Community-based programs, such as dedicated diabetes clinics, promote early prevention and timely treatment for diabetes-related complications that can lead to blindness. Diabetes clinics in Israel pay for themselves in about two years’, he says, factoring in their impact on preventing greater health concerns. It is much more expensive to treat blindness as it develops rather than preventing it from the start, Belkin points out.

According to the World Health Organization, blindness remains a severe health concern even in industrialized countries, yet 80 percent of blindness is preventable or treatable.

Advancing eye care

The surprising results of the study were revealed when Belkin was researching a broader topic.

“I was trying to show that over the last 100 years there was no change in the rate of blindness from glaucoma in the world, which is probably true in many places,” Belkin tells ISRAEL21c.

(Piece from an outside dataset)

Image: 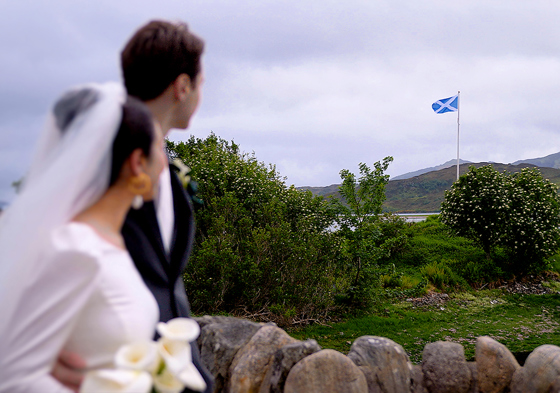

But when he and fellow researchers Alon Skaat, Angela Chetrit and Ofra Kalter-Leibovici looked specifically at Israeli statistics over the last 12 years, they discovered that although rates of untreatable genetic causes of blindness remained steady over that time period, rates of preventable blindness were reduced by more than 56%. This was not true of any other country.

“There is nothing anywhere else remotely like we have here in Israel,” he says.

In fact, in the same issue of the American Journal of Ophthalmology was a report from Denmark — which also has socialized medicine and high standards of care – showing a decline only in age-related macular degeneration.

Belkin speculates that one of the key differences could be that Israelis tend to adhere to recommended treatment regimens more closely than patients in other countries. This phenomenon has been shown in relation to other diseases but hasn’t yet been proven in ophthalmology.

The doctor notes that policy also plays a role. Since the 1990s, Israeli patients have been able to choose their doctors privately for cataract surgery. This practically eliminates wait times for surgery and prevents the condition from growing worse over the long term.